Files
blackroad-operating-system/implementation-plans/fix-entire-repo-and-expansion.md
2025-11-19 21:05:47 -06:00

4.8 KiB

Fix and Expansion Blueprint for BlackRoad OS

This document provides a concise, repo-wide action plan to stabilize the existing code, raise test coverage, and expand capabilities in a controlled, incremental manner. It prioritizes high-risk areas first and defines clear ownership and exit criteria so workstreams can proceed in parallel without blocking each other.

Objectives

  • Restore baseline stability for backend APIs, static UI delivery, and SDKs.
  • Eliminate configuration drift between environments and align .env with runtime settings.
  • Increase automated test coverage (unit + integration) across backend, agents, and SDKs.
  • Consolidate the authoritative UI bundle and publish a verified artifact per release.
  • Prepare the platform for feature expansion (integrations, analytics, observability) with guardrails.

Workstreams

1) Environment and Config Hardening

  • Actions:
    • Run scripts/railway/validate_env_template.py against .env.example and reconcile with app.config.Settings.
    • Enforce fail-fast defaults for non-dev environments (disallow SQLite/localhost unless explicitly enabled).
    • Add CI check to block merges if required env keys are missing.
  • Exit criteria: CI gate fails when required env vars are absent or misaligned; docs updated to reflect required secrets.

2) Backend Stabilization

  • Actions:
    • Run ./test_all.sh --suite backend --strict; fix failing tests in routers (auth, identity, payments, integrations).
    • Add contract tests around /health, auth flows, and critical integrations with mocks for external providers.
    • Ensure lifespan handlers close Redis/DB cleanly; add regression test for graceful shutdown.
  • Exit criteria: Backend suite green in strict mode; coverage report published; health and auth routes validated in CI.

3) Agent Library Reliability

  • Actions:
    • Execute ./test_all.sh --suite agents --strict and address flaky agents or missing fixtures.
    • Document category-level capabilities and mark experimental agents; add smoke tests for registry/executor.
    • Introduce deterministic seeds for any stochastic behaviors to stabilize CI runs.
  • Exit criteria: Agents suite green; registry smoke test executes deterministically; docs list stable vs experimental agents.

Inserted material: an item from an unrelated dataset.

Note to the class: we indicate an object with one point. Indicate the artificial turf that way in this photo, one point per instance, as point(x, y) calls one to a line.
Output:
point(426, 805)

4) SDK (Python & TypeScript) Quality Pass

  • Actions:
    • Run ./test_all.sh --suite sdk-python --strict and ./test_all.sh --suite sdk-typescript --strict.
    • Align SDK authentication and error handling with backend responses; add E2E tests against local backend.
    • Publish typed client generation steps so released SDKs mirror API schema.
  • Exit criteria: Both SDK suites green; generated clients match API schema; publish instructions in sdk/README.

5) Static UI Consolidation

  • Actions:
    • Choose backend/static as the authoritative bundle; document deprecation path for blackroad-os/.
    • Add visual regression snapshots for key views (dashboard, auth, notifications) and wire into CI.
    • Provide a release script that fingerprints assets and uploads a versioned bundle for backend to serve.
  • Exit criteria: Single source of truth for UI; regression snapshots stored; release script produces versioned artifacts.

6) Observability & Ops

  • Actions:
    • Enable structured logging across backend routers; add tracing hooks where supported.
    • Integrate Sentry (or configured alternative) behind env flag with safe defaults.
    • Document smoke test checklist in DEPLOYMENT_SMOKE_TEST_GUIDE.md and ensure it references the consolidated UI.
  • Exit criteria: Logs/traces emitted with request correlation IDs; optional Sentry integrated; smoke guide updated and used.

7) Expansion Pipeline

  • Actions:
    • Define a feature toggle framework for new integrations (Stripe/Twilio/Discord/Slack) to allow staged rollout.
    • Add analytics hooks for user actions in the UI and relevant backend events, guarded by opt-in env vars.
    • Schedule quarterly dependency audits and supply-chain checks (pip/npm vulnerability scans) in CI.
  • Exit criteria: Feature flags available; analytics opt-in documented; automated dependency scans included in CI.

Execution Guidance

  • Start with environment validation to unblock all suites, then tackle backend and agents in parallel.
  • Keep changes small and merged frequently; avoid large rebases by gating on suite-level CI runs.
  • For any integration requiring secrets, rely on mocked providers in CI and document manual smoke steps separately.

Milestones

  1. Stability Gate (Week 1): Env validation CI check merged; backend + agents tests audited with failing cases identified.
  2. Consolidation (Week 2-3): Backend/static UI aligned; SDKs synced to API schema; majority of tests passing in strict mode.
  3. Expansion Ready (Week 4): Feature flags landed; observability wired; dependency scan jobs active; release process documented.